William Shield McFeely (born September 25, 1930) is an American historian. He retired as the Abraham Baldwin Professor of the Humanities emeritus at the University of Georgia in 1997, and has been affiliated with Harvard University since 2006.

McFeely received his B.A. from Amherst College in 1952, and Ph.D. in American Studies from Yale University in 1966. He studied there with, among others, C. Vann Woodward, whose book The Strange Career of Jim Crow was a staple of the Civil Rights Movement. Like Woodward, he sought to employ history in the service of civil rights. His dissertation, later the 1968 book Yankee Stepfather, explored the ill-fated Freedmen's Bureau which was created to help ex-slaves after the Civil War. While at Yale, during the tumultuous years of the American Civil Rights Movement and Black Power movements, he was instrumental in creating the African-American studies program at a time when such programs were still controversial.
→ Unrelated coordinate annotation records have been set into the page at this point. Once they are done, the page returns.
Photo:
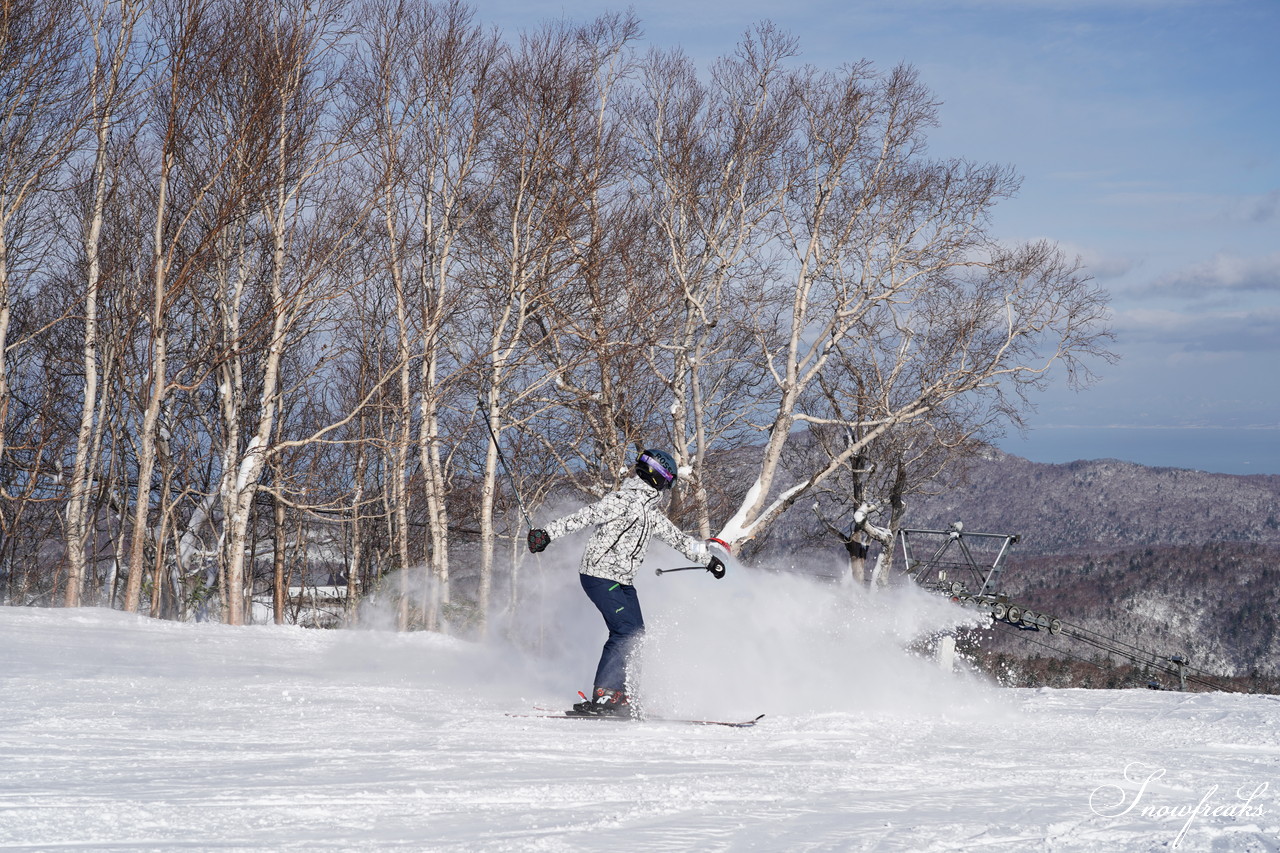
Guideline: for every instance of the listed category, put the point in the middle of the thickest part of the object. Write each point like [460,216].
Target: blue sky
[1147,133]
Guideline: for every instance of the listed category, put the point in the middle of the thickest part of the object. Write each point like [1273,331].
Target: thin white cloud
[1223,274]
[1197,332]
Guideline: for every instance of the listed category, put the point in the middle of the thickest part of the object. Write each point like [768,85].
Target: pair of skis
[565,715]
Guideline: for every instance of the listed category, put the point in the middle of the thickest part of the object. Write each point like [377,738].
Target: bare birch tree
[40,121]
[882,245]
[109,83]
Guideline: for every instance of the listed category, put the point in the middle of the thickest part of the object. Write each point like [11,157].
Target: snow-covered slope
[119,733]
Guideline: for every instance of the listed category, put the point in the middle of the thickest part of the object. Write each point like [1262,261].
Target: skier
[625,521]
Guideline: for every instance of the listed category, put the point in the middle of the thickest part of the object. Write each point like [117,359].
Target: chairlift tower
[952,569]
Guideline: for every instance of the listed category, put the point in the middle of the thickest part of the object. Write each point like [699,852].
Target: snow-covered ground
[119,733]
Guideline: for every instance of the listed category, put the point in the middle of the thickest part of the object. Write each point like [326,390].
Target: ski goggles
[658,468]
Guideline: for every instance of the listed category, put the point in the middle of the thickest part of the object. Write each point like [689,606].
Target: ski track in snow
[119,733]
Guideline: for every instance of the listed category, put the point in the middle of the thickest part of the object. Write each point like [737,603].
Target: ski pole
[504,466]
[662,571]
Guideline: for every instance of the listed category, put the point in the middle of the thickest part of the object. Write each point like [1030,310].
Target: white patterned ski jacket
[625,521]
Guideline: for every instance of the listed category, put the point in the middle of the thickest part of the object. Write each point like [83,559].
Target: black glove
[717,568]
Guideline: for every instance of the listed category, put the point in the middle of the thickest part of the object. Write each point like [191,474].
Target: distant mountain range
[1169,560]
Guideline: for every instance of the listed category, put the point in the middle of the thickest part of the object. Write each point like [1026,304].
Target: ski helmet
[657,468]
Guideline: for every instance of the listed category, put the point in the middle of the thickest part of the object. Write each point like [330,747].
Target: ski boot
[604,703]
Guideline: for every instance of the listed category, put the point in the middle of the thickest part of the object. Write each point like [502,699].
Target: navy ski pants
[620,606]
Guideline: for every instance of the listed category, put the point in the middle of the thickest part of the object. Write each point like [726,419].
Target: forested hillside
[1175,561]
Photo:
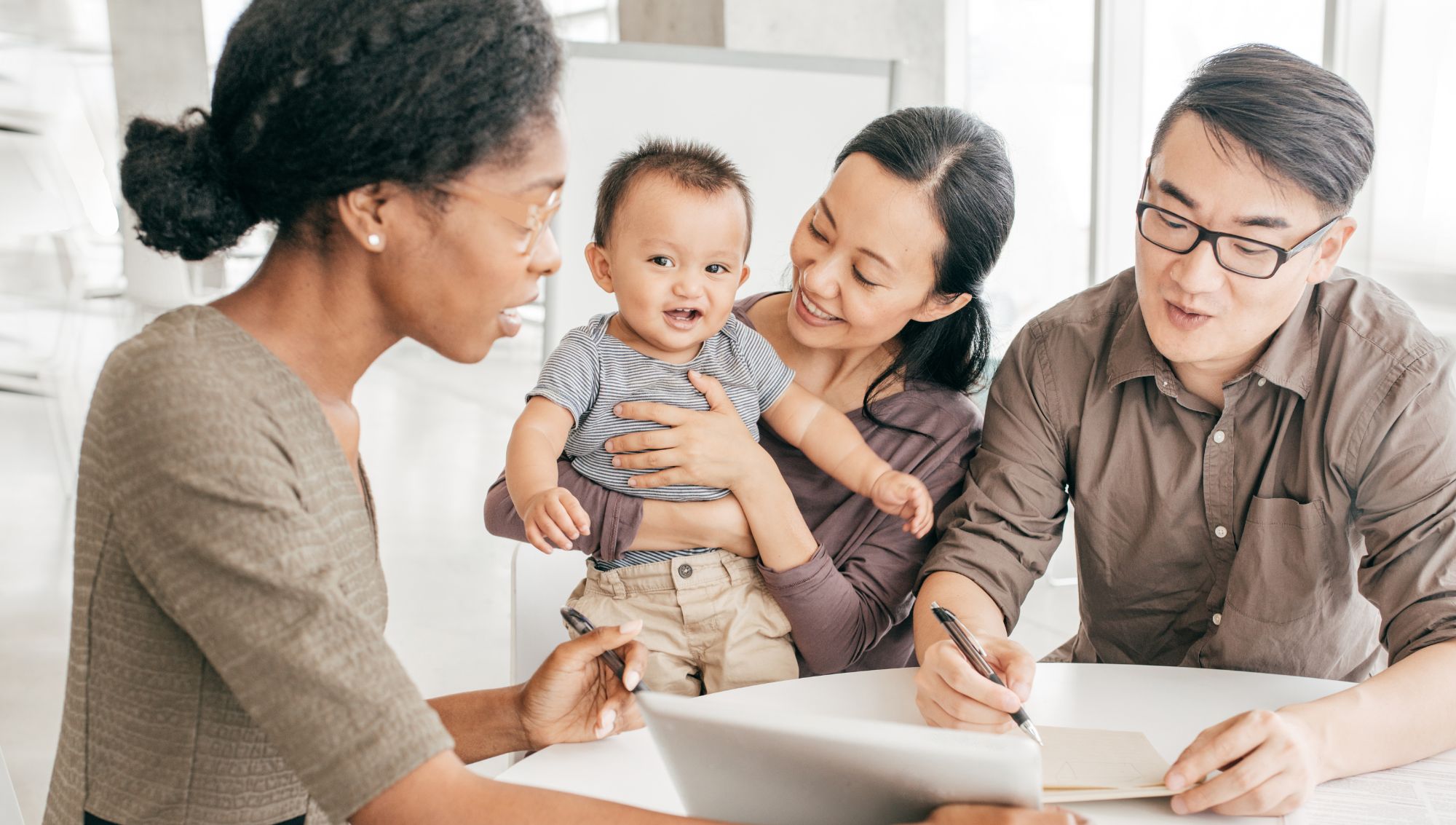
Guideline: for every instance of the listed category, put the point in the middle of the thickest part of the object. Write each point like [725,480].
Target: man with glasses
[1257,445]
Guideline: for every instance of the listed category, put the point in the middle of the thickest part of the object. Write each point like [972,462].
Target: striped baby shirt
[592,372]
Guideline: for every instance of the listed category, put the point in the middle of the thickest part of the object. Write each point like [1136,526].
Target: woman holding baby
[228,653]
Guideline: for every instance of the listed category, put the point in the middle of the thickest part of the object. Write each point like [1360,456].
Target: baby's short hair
[689,164]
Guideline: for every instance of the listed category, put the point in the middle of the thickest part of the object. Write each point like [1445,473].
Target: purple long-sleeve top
[850,604]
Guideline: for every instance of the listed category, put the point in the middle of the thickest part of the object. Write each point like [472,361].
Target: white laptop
[769,767]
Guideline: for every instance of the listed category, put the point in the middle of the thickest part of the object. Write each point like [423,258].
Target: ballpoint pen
[583,625]
[976,655]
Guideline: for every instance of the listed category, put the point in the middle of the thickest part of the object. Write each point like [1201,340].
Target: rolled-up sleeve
[842,611]
[615,516]
[218,532]
[1008,521]
[1406,508]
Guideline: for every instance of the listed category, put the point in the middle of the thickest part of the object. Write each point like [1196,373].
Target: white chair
[541,585]
[9,805]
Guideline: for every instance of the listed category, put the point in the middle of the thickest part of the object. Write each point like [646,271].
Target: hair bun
[175,178]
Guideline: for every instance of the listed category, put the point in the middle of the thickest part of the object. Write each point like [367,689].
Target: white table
[1170,704]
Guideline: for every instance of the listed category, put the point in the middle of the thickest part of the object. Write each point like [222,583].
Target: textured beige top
[1307,528]
[228,634]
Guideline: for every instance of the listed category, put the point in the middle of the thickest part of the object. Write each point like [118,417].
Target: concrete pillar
[924,36]
[909,31]
[684,23]
[159,59]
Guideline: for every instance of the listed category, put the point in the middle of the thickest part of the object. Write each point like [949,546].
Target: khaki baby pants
[707,620]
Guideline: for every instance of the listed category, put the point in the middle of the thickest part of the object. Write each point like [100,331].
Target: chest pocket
[1282,569]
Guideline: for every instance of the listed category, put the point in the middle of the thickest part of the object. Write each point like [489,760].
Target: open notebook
[1083,764]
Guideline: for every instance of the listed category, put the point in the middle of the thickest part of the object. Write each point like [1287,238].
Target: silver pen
[976,655]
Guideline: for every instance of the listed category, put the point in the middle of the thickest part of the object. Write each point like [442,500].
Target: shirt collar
[1294,355]
[1291,359]
[1133,353]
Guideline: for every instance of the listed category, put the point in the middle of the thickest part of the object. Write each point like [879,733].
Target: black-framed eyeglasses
[1235,253]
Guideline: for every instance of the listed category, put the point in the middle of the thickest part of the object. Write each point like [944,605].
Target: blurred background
[1077,88]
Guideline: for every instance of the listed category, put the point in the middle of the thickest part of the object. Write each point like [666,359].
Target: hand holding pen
[976,655]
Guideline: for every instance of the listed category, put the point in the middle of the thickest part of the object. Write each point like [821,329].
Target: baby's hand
[553,516]
[903,494]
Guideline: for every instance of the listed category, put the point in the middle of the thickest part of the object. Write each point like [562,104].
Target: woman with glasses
[228,653]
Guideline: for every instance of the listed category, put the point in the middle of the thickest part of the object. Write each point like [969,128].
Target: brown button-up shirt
[1298,531]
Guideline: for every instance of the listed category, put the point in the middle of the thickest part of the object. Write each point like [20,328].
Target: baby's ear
[601,266]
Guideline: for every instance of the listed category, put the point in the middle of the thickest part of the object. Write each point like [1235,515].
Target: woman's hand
[576,697]
[708,448]
[951,694]
[1269,761]
[994,815]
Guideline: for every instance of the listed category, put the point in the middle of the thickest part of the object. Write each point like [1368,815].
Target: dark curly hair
[962,165]
[315,100]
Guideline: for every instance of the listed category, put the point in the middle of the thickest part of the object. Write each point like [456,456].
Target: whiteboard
[781,119]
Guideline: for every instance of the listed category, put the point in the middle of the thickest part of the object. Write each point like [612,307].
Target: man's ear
[1329,250]
[601,266]
[366,212]
[938,308]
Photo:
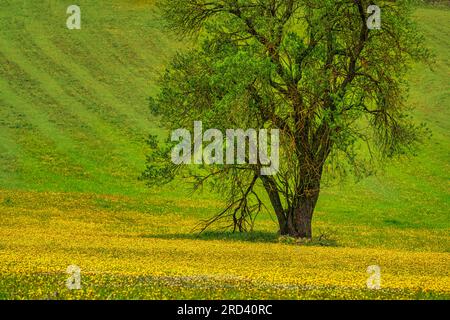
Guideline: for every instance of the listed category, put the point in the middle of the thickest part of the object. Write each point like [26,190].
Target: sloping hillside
[73,114]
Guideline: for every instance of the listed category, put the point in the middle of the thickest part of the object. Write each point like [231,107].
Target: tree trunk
[300,215]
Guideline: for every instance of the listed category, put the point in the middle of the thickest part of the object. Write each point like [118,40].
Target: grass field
[73,124]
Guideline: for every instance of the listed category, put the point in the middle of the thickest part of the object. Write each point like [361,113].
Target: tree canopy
[313,69]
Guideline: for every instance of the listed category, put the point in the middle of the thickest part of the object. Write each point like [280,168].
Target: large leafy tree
[310,68]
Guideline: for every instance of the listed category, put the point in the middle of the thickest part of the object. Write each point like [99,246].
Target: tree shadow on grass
[256,237]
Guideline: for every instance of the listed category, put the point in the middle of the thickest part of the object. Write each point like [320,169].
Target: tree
[311,68]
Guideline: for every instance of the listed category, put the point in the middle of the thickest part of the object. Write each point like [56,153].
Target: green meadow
[74,120]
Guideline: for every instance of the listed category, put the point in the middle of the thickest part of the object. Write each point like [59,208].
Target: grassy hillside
[73,123]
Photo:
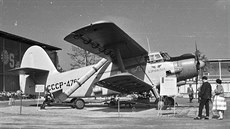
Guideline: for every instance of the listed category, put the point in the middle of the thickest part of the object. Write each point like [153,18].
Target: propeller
[197,55]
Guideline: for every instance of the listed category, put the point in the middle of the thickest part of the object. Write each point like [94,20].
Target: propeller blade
[197,58]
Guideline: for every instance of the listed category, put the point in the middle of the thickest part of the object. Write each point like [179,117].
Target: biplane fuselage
[129,69]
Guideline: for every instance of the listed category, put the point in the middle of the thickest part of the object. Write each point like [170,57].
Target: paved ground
[102,117]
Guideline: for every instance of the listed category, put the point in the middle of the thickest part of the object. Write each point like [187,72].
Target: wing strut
[119,60]
[64,95]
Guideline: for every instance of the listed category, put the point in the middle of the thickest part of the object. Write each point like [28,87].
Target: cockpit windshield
[158,57]
[155,57]
[165,56]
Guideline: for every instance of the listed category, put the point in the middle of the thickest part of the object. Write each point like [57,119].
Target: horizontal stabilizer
[26,70]
[124,83]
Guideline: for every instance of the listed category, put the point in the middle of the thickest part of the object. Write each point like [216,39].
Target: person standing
[190,93]
[219,103]
[205,96]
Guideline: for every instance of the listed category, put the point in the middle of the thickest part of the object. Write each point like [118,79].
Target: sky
[171,26]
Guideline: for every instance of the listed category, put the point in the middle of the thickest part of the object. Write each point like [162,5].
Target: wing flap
[103,38]
[124,83]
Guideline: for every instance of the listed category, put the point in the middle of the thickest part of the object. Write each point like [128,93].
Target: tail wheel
[165,103]
[79,103]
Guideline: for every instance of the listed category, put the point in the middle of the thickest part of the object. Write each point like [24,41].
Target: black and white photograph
[114,64]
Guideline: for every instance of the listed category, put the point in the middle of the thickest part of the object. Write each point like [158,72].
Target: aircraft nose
[202,63]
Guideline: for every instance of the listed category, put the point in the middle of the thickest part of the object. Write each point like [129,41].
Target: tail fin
[36,58]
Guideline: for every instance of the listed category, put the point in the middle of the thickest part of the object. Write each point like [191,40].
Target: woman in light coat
[219,103]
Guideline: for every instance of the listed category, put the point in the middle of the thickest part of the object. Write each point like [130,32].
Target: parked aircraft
[126,67]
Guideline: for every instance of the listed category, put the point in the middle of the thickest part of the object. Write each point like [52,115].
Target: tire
[79,103]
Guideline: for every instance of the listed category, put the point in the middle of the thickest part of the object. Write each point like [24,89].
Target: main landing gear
[164,102]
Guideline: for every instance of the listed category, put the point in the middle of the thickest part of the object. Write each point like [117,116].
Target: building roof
[27,41]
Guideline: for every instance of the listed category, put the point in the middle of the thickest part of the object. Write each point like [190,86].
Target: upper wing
[103,38]
[27,70]
[124,83]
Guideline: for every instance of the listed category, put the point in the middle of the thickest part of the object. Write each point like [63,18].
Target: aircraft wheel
[160,105]
[79,103]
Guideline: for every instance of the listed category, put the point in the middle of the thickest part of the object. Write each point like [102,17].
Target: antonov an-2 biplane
[125,68]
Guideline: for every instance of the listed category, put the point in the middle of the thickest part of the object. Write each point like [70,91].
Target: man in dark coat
[205,95]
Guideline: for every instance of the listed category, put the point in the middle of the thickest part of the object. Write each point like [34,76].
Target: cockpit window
[154,57]
[165,56]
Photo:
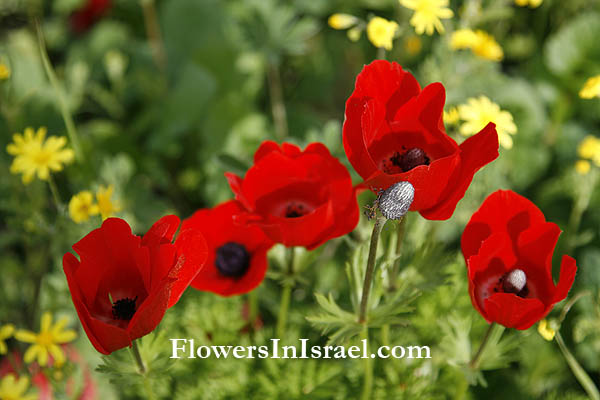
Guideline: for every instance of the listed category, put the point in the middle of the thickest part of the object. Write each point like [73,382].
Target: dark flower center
[515,282]
[232,260]
[410,159]
[294,210]
[124,308]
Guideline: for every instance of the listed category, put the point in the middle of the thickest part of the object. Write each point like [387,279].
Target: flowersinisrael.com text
[186,348]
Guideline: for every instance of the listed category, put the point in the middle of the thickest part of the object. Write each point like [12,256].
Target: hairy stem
[368,366]
[379,223]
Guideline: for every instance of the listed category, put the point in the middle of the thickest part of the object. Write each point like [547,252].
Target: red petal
[162,231]
[476,152]
[192,252]
[104,337]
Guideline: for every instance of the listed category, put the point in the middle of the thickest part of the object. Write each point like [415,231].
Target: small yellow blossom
[342,21]
[452,116]
[354,33]
[381,32]
[47,341]
[545,330]
[106,207]
[591,88]
[413,45]
[428,14]
[4,71]
[481,43]
[35,155]
[82,207]
[589,149]
[582,167]
[6,332]
[478,112]
[14,388]
[530,3]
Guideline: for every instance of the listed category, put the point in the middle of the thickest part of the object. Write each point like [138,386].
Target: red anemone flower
[237,255]
[508,247]
[123,283]
[394,132]
[83,18]
[298,198]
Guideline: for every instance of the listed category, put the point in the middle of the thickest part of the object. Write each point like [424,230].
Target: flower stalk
[379,223]
[142,369]
[286,295]
[368,366]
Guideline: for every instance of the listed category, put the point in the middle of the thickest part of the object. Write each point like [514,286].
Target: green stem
[277,103]
[64,107]
[142,369]
[55,194]
[582,376]
[401,230]
[153,33]
[286,295]
[368,366]
[379,223]
[137,357]
[474,363]
[385,335]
He taught for 16 years at Mount Holyoke College before joining the University of Georgia in 1986 as the Constance E. Smith Fellow. McFeely won the 1982 Pulitzer Prize for Biography or Autobiography for his 1981 biography of Ulysses S. Grant, which portrayed the general and president in a harsh light. He concluded that Grant "Did not rise above limited talents or inspire others to do so in ways that make his administration a credit to American politics."McFeely retired in 1997. He was a fellow at Harvard's Radcliffe Institute for Advanced Study during the 2006-2007 academic year, where he studied Henry Adams and his wife Clover Adams, and Clarence King and his wife Ada Copeland King. He is a visiting scholar and associate member of Harvard's Afro-American Studies Department and an associate of their Humanities Center.